Handwritten letter by President Washington to Secretary of War Henry Knox, forwarding a communication of patriotic sentiments to a colonel in the Northwest Indian War
ALS signed "Go: Washington," one page, 7 x 8.75, August 10, 1791. Handwritten letter to Secretary of War Henry Knox, in full: "After you have read the enclosed private communication of my sentiments to Colo: Darke, please t[o] seal & forward it, along with your dispatches to the Army." Addressed on the reverse in Washington's hand to "General Knox," and docketed by Knox, "Fro[m] Presi[dent] of the US, 10 Aug't 1791." In very good to fine condition, with a small hole to the left of the salutation, old repairs to areas of paper loss, and ink erosion from docketing on the back, slightly affecting the end of the signature. Accompanied by a handsome custom-made finely bound full morocco leather case.
With this letter, President Washington enclosed a private communication to Col. William Darke, a fellow Virginian hero of the Revolutionary War and a longtime associate, who was then serving under Gen. Richard Butler while fighting in the Northwest Indian War. Darke had submitted a lengthy complaint about Butler's behavior toward Virginian officers, many of whom felt that he was not impartial toward them and had been unfair in the selection of regimental commands. He felt that Butler's poor leadership had resulted in some desertion among the troops, and inquired about being surpassed for a command given to a less experienced soldier, Col. George Gibson.
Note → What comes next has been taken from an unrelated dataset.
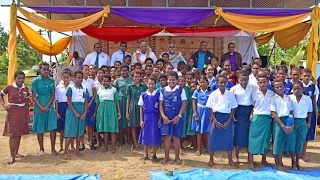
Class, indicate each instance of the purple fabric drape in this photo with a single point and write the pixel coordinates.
(167, 17)
(268, 12)
(67, 10)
In President Washington's eloquent reply, he assured Col. Darke that the rank dispute would be reviewed by Secretary of War Knox and a board of officers, but asked him to set aside petty squabbles for the good of his nation: 'I need not tell you that my regret is seriously excited by learning that any cause of discontent should exist, either on your own part, or that of your Officers, with General Butler…I shall offer to your consideration some remarks which I am persuaded will have weight with you, and induce your influence with your Officers to dismiss their discontents, and to think only of their public duty. Let it in the first place be remembered that one common cause engages your service, and requires all your exertions-it is the interest of your country-To that interest all inferior considerations must yield.'
Col. Darke's complaints would be rendered academic just months later on November 4, 1791, when both Gen. Butler and Col. Gibson were killed in action at the Battle of the Wabash, also known as St. Clair's Defeat. Darke, who was seriously wounded and barely survived, provided one of the best contemporary accounts of the battle in a lengthy letter to President Washington.